Iceland has spectacular nature and offers scholars an opportunity for unique outdoor experiences, in addition to a vibrant cultural scene and a cuisine that has been gaining international recognition. There is a good public school system, and scholars with children have generally had positive experiences.Since the Fulbright Program in Iceland is relatively small, the Commission is able to maintain close ties with Scholars during their stay and provide a sense of community among Fulbright Scholars. There are monthly grantee activities sponsored by the Commission, in addition to access to Fulbright alumni events and other social activities.
In Greece the U.S. Fulbright Scholar Program is an important component of the Fulbright Foundation's mission to bring outstanding scholars from a wide variety of disciplines to Greek institutions of higher learning and state or private organizations in order to promote cultural and educational ties between the two countries through scholarly interaction and collaboration.

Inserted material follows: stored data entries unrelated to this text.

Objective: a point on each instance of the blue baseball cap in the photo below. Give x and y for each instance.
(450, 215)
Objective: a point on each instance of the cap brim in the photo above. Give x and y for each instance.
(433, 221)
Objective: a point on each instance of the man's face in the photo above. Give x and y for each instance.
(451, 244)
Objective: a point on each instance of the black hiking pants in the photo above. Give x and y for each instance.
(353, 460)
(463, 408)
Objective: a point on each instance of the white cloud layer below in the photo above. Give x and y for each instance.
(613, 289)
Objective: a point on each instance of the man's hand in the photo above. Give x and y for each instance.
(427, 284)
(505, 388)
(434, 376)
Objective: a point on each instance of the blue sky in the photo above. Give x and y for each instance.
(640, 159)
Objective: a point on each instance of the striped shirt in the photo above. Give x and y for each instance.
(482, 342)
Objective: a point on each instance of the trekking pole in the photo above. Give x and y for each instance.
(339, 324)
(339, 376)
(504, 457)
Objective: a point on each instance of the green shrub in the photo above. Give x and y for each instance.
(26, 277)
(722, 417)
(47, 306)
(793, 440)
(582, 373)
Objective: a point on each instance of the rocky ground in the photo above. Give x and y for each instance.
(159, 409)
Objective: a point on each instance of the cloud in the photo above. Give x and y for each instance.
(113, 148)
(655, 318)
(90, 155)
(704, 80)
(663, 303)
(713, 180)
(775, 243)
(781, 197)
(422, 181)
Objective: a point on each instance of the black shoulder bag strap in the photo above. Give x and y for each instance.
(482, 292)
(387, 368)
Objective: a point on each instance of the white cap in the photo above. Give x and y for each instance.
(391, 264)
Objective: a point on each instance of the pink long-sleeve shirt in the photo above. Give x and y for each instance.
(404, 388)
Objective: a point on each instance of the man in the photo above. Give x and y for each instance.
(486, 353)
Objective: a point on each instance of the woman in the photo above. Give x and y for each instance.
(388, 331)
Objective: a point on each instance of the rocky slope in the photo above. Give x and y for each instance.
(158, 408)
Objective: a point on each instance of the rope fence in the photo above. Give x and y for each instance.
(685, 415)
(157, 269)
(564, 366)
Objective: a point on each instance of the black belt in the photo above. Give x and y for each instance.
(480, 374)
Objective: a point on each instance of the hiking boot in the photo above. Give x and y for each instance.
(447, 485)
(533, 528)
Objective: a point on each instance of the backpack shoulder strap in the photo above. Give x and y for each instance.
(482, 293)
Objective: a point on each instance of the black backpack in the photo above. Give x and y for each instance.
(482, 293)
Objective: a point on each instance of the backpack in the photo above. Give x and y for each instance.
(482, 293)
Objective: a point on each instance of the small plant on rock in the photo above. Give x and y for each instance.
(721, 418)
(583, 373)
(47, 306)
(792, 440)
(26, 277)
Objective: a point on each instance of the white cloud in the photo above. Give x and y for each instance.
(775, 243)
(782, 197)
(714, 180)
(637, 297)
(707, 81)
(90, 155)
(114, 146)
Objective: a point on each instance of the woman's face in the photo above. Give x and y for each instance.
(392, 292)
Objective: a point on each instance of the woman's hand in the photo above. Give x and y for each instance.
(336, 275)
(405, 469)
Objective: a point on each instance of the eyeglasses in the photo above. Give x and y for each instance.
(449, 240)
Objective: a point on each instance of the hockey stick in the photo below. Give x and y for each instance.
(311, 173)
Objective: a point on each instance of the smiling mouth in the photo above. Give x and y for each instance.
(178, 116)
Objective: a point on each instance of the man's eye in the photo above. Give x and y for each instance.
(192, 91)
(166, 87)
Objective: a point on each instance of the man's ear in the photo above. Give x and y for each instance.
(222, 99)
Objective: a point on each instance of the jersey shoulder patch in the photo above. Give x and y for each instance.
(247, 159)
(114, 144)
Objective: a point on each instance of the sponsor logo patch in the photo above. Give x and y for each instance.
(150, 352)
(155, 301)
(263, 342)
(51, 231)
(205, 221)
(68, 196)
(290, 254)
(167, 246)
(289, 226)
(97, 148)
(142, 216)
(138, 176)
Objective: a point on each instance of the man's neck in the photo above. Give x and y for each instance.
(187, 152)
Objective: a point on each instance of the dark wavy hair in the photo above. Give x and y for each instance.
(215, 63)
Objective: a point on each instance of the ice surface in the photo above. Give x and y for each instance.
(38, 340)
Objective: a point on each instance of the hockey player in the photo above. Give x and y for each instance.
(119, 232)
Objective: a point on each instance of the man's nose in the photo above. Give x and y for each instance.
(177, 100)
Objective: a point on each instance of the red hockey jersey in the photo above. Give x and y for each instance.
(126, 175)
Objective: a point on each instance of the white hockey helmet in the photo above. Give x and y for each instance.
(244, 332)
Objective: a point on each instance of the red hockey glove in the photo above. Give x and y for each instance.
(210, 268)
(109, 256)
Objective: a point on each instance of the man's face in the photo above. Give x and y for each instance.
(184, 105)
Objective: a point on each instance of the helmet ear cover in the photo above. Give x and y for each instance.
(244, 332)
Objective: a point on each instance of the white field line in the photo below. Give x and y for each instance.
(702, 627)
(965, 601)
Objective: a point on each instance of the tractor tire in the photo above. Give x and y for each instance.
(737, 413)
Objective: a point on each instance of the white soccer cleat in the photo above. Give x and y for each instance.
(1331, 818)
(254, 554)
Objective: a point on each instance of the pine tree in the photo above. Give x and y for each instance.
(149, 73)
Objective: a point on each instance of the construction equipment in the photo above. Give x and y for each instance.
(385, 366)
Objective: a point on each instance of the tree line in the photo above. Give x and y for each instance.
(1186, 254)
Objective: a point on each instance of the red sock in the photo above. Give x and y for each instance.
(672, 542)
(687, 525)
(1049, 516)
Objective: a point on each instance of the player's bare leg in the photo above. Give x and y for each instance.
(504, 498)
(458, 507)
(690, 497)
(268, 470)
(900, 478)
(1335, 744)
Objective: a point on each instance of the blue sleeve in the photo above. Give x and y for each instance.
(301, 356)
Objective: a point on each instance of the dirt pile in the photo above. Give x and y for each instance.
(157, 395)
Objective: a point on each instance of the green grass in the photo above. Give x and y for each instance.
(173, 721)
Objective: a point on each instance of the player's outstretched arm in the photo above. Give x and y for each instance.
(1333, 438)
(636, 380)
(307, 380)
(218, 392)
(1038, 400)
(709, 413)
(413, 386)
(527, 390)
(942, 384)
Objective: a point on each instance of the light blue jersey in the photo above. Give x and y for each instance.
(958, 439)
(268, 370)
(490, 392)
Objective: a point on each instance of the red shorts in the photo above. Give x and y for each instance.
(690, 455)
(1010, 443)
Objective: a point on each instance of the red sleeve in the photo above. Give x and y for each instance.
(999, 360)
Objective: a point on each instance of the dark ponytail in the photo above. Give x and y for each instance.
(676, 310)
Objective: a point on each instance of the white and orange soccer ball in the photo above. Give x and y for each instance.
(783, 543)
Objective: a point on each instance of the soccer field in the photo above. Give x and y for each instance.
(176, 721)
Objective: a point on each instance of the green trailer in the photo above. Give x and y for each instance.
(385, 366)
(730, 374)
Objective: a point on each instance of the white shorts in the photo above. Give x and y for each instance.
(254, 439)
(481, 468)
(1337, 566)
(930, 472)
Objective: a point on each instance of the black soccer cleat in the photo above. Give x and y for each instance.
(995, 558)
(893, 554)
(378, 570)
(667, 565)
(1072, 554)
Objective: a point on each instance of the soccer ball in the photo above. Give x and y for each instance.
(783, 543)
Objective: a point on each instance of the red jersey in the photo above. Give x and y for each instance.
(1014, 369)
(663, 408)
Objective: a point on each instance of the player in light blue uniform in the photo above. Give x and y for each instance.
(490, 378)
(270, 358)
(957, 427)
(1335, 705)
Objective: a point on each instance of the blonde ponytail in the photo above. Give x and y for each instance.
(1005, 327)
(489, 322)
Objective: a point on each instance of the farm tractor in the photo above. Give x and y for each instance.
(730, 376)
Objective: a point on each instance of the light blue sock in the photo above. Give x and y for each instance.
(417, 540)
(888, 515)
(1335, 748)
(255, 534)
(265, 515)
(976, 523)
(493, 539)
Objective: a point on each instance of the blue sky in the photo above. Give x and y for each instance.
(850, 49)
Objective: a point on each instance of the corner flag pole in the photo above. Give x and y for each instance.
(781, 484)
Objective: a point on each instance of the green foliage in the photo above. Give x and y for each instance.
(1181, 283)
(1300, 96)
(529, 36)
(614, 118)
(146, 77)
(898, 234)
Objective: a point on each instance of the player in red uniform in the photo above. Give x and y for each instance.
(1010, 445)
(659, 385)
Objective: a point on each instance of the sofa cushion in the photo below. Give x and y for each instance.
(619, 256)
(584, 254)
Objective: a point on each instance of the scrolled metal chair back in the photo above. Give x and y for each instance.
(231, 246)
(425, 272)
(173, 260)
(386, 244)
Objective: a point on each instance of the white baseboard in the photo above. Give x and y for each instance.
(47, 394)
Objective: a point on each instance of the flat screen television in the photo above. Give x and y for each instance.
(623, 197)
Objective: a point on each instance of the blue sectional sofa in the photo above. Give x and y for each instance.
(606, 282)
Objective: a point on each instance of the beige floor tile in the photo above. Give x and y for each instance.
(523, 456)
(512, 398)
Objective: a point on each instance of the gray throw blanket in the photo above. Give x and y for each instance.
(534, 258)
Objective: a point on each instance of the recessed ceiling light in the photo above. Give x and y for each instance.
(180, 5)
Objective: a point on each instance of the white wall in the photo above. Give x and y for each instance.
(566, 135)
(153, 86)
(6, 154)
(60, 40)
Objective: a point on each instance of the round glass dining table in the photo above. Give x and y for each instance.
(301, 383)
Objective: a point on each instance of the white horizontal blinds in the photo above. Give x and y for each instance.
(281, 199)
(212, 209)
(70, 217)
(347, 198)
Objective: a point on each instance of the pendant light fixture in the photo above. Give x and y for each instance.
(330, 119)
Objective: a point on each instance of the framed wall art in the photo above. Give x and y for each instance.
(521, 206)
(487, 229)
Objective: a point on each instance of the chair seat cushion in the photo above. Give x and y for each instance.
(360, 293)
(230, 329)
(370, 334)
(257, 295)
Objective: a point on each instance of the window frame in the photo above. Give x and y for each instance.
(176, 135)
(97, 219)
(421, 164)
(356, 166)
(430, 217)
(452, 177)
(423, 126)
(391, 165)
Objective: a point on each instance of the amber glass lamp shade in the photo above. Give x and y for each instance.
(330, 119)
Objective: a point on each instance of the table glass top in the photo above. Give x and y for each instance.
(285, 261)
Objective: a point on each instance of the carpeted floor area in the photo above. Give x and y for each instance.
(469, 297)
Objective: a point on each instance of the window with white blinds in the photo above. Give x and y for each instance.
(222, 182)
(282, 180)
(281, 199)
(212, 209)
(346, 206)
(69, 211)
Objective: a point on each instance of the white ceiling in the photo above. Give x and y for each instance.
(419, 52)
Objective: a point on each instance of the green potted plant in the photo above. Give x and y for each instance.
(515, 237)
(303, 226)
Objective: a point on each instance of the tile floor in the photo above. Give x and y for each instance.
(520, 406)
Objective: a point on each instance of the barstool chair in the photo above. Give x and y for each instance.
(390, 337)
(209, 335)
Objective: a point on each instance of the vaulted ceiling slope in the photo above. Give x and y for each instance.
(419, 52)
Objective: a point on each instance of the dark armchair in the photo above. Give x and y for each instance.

Applicants are encouraged to arrange affiliation(s) in Greece and submit letters of invitation indicating name/position of host and details on collaborating organization/institution. Facts about Greece, the Greek educational system and information on Greek universities can be found at the Fulbright Foundation in Greece website. English is sufficient for teaching/lecturing; however, knowledge of Greek is useful.
Iceland and Greece are ideal for those interested in comparative academic research on dealing with financial upheaval as it relates to a wide variety of fields. Both countries were heavily hit by the economic crash of 2008, but have had quite different responses and developments since then. Greece is an EU member, while Iceland is part of the European Economic Area. Iceland has a small local currency, while Greece is part of the Euro zone. There are political, cultural and societal differences, but also some similarities between the two countries. Both have strong economic and political ties with the U.S.